As Dunwoody officials study the possibility of opening a municipal fire department, some suggest it is one service the city may not be able to provide more cheaply than DeKalb County.
At the Dunwoody City Council’s July 23 meeting, Councilman Terry Nall asked the city manager to study the possibility of creating a Dunwoody Fire Department.
Nall cited increasing costs, a lack of local control and a need for more fire and emergency medical coverage as reasons to break ties with DeKalb County, which has been providing the city’s fire services since Dunwoody incorporated.
This is not the first time the city has explored the option. In 2010, the city conducted a study of fire and EMS services and chose to stay with DeKalb County.

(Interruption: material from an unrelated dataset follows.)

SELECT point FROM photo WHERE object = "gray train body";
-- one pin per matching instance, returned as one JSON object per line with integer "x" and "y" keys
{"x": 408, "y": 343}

At that time, DeKalb County’s tax rate was 2.54 mills, which would have produced $5.842 million for Dunwoody to build a fire department. According to the study, just the purchase of fire engines and other equipment would cost about $6 million. Salary and benefits for employees would have been another $5 million.
“Although DeKalb County may presently support their Fire and Rescue Department within the fire prevention tax, building the entirety of a Fire Department from the ground up will require extensive capital costs and additional personnel necessary for a standalone fire department,” the study said.
In 2011, DeKalb County’s fire prevention millage increased to 2.7 mills. In 2012, the rate was raised to 3.29 mills.
DeKalb County spokesman Burke Brennan said the increase was necessary to compensate for the decline in real estate values throughout the county. On average, the owner of a $200,000 home will pay $9 less for fire services this year, Brennan said.
“The millage rate went up slightly, but the amount it generates went down,” Brennan said. “The amount that is being raised is offset and then some by the way the tax digest goes down. While it’s true that the millage rate went up, the net effect is that the taxes homeowners are paying goes down.”
Brennan said the taxes collected in the fire district are used only to provide fire and emergency medical services.
“If Dunwoody decides to operate its own fire services there would be a loss of revenue but there would also be an offset of cost,” Brennan said. “Without having to cover Dunwoody there would be some savings. There would be a minimal adverse impact.”
Sen. Fran Millar cautioned Dunwoody officials to consider the toll the incorporation of Brookhaven and declining real estate values will take on DeKalb’s budget in the near future.
“Don’t delude yourself. Next year, DeKalb County is going to raise taxes a lot,” Millar said. “Just get ready for it because they’re going to try to get it back.”
Robert Wittenstein, a former Dunwoody councilman who studied the option of fire services for Dunwoody in the past, said he thinks the city is getting a good value from DeKalb Fire Services.
“A fire department is a very expensive thing to run,” Wittenstein said. “It would be very difficult for us to put together a comparable fire department for what they’re collecting in property taxes.”
He said a more realistic option might be to create a fire authority with Sandy Springs, which already has a fire department, though that would present other challenges.
Councilman Doug Thompson said he’s in favor of exploring a Dunwoody Fire Department, but it will have to be financially feasible.
“The thought process council has to go through is cost and level of service,” Thompson said. “Could the city of Dunwoody do an equal or better job at that price or reduce the rate we charge our citizens? It’ll come down to the numbers. At 2.5 mills, it wasn’t really worth it.”
Dunwoody spokesman Bob Mullen said the city manager will likely be ready to provide the council with an updated study by its Aug. 13 meeting.